Related issues were analysed by Professor Tim Rowse (ANU) in his study of the interactions of welfare arrangements and their implementation in Aboriginal communities. He asked whether contractual and individualised state-based welfare provisions on the one hand and Indigenous community-based ideas and practices of reciprocity on the other are irreconcilable. He argued that new and innovative community devised and controlled support systems including employment generation are the necessary focus of effective reform in Aboriginal communities.
Dr Paul Smyth (University of Queensland) outlined an historical analysis of the various ways in which Catholic social thought in Australia through the 20th century had conceived of the role of church-based communities not only in the delivery of welfare but also in the conceptualisation of notions of social justice.
Workshop deliberations benefited from the contributions of observers Professor Di Austin-Broos (University of Sydney), Elizabeth Reid (former UN Resident Co-ordinator, Papua New Guinea) and Dr Dan Finn (visiting academic from the UK) who brought international comparisons to bear on the debate.

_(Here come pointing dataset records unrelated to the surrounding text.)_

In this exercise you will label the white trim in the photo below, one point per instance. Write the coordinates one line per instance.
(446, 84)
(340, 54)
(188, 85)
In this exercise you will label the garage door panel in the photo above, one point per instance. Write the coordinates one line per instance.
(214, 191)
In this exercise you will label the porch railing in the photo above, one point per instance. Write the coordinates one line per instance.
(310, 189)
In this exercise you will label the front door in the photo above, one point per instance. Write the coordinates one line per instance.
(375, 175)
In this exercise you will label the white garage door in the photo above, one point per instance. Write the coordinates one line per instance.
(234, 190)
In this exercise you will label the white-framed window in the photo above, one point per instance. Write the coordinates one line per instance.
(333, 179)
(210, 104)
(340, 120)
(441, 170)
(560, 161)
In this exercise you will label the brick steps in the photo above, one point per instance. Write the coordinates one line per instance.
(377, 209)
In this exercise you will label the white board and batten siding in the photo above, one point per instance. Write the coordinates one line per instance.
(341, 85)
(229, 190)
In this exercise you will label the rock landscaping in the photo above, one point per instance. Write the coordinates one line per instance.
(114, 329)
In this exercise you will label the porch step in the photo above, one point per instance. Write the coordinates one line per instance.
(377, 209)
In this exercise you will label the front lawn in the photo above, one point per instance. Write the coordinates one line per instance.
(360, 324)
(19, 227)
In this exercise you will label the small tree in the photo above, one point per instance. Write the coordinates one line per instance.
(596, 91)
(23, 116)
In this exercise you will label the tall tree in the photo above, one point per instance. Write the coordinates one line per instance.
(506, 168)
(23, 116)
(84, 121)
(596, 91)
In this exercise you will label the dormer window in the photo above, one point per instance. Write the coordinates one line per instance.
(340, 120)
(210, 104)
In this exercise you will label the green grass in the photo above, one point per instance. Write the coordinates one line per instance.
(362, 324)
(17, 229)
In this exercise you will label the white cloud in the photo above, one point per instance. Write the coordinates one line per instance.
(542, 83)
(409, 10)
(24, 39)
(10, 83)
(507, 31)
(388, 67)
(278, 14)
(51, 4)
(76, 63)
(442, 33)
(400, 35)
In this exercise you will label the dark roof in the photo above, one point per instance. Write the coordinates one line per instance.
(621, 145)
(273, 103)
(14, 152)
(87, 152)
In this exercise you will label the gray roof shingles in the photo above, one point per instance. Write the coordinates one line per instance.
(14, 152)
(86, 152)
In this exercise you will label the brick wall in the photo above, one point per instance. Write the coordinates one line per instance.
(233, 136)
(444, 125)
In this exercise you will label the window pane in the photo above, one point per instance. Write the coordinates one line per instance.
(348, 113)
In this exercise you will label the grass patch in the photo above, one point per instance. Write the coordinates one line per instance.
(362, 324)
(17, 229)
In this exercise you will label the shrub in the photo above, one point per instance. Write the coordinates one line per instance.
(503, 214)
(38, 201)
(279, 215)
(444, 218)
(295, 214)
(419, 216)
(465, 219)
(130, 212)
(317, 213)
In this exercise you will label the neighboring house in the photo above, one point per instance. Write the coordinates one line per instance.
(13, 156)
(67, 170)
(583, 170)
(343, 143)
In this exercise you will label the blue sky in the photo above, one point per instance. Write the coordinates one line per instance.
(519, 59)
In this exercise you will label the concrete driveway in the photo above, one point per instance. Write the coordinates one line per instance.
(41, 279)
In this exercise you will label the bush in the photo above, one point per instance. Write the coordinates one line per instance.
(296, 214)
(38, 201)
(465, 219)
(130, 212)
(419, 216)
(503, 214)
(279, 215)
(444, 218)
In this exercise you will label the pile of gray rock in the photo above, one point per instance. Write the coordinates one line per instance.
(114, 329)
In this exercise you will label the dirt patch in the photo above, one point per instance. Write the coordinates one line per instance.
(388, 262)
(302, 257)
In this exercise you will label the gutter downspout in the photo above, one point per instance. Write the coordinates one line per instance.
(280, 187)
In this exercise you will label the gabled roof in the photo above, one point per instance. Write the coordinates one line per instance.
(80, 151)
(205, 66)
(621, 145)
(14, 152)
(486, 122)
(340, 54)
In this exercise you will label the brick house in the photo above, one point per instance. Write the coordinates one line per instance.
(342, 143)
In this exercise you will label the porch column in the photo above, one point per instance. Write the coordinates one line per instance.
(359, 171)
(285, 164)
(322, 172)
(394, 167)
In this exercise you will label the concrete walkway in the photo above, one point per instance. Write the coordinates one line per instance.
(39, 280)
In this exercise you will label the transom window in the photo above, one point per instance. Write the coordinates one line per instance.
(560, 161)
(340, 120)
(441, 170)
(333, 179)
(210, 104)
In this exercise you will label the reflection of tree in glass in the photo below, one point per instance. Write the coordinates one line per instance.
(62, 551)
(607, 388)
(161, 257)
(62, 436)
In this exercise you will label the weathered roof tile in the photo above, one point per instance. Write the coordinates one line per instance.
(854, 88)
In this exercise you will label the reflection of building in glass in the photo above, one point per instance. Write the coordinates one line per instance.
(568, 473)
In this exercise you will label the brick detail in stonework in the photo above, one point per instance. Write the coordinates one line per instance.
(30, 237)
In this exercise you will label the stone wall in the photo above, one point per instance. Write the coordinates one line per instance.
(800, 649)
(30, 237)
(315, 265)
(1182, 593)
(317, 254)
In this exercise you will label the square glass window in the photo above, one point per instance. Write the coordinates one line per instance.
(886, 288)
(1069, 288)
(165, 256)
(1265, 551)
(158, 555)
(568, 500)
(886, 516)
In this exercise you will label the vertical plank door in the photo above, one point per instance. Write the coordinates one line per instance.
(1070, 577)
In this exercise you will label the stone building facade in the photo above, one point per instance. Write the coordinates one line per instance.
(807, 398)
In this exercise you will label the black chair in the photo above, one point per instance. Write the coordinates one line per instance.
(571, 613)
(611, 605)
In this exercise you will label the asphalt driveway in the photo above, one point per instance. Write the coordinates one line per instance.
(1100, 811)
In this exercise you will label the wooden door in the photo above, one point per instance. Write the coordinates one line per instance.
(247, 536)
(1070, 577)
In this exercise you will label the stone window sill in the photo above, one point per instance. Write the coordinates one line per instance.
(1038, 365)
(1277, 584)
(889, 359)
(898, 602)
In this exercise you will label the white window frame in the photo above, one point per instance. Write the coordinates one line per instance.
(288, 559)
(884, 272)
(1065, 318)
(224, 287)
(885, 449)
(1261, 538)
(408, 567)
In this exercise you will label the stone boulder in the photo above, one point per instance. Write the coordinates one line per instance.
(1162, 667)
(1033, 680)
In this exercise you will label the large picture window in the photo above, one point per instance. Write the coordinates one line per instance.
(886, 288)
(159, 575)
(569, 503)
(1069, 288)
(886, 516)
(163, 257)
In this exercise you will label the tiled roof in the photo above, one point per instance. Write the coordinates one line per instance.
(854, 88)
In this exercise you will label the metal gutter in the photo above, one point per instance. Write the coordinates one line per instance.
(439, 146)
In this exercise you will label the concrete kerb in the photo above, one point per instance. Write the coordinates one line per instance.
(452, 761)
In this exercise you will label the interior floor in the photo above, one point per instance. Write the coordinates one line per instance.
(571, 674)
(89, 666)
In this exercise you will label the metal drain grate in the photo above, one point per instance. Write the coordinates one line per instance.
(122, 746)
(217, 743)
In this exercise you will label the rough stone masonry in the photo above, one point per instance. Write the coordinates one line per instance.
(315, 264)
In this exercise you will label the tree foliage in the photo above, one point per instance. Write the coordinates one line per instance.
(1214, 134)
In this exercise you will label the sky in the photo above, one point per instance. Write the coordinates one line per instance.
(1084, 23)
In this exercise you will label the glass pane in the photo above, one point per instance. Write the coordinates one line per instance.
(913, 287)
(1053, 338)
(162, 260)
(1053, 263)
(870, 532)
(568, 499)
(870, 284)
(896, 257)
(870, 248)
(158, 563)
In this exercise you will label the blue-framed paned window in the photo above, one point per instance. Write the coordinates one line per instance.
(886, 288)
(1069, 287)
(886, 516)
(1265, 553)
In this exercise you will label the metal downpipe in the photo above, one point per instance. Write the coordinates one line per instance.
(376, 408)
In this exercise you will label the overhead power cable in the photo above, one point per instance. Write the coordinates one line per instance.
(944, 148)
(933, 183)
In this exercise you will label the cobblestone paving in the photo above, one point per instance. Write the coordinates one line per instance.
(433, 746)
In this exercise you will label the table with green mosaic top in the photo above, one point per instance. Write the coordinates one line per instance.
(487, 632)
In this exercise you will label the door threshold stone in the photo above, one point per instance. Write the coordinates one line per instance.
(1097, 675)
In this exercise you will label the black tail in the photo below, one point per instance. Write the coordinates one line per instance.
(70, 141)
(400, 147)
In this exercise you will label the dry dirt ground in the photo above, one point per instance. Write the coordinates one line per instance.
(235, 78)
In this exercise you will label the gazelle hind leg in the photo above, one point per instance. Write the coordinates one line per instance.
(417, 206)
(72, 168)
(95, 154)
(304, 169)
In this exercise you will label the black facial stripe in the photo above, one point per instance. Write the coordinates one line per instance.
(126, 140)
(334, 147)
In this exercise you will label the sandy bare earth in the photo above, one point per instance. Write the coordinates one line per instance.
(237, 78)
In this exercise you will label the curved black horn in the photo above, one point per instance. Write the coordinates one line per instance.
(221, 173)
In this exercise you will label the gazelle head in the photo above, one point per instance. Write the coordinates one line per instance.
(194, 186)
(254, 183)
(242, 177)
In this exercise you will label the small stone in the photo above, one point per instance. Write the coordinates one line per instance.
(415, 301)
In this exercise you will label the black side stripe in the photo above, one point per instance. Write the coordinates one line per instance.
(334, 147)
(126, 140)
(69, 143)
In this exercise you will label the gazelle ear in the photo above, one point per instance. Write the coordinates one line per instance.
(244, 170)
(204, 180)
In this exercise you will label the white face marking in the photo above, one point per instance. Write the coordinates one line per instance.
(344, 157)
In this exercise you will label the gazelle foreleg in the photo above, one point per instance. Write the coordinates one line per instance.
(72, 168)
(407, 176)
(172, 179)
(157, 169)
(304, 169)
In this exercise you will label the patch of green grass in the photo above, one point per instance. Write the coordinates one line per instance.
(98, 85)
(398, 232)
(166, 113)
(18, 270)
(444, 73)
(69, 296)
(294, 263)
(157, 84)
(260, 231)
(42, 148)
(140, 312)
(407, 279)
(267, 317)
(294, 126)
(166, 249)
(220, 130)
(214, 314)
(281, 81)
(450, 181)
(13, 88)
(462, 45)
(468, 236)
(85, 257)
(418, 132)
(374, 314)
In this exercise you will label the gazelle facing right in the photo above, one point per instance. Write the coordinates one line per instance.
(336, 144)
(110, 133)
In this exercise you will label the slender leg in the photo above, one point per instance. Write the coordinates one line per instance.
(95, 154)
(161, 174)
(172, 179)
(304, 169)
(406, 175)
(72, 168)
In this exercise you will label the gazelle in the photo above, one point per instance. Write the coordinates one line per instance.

Participants at this workshop believe strongly that informed debate by social scientists and practitioners in government, community organisations and in industry is essential if mutual obligation and associated ideas and policy practices are to be more deeply scrutinised, more clearly understood, and their differential social impacts fully explored. Discussions are underway with regard to the publication of the workshop papers.
Bettina Cass, FASSA, is Professor of Sociology and Social Policy, and Dean of the Faculty of Arts, University of Sydney.
Deborah Brennan is Associate Professor in Government and International Relations, School of Economics and Political Science, University of Sydney.
Moira Gatens FASSA, is Professor of Philosophy, University of Sydney.
A copy of this report appeared in Dialogue Vol. 20, No. 3, 2001.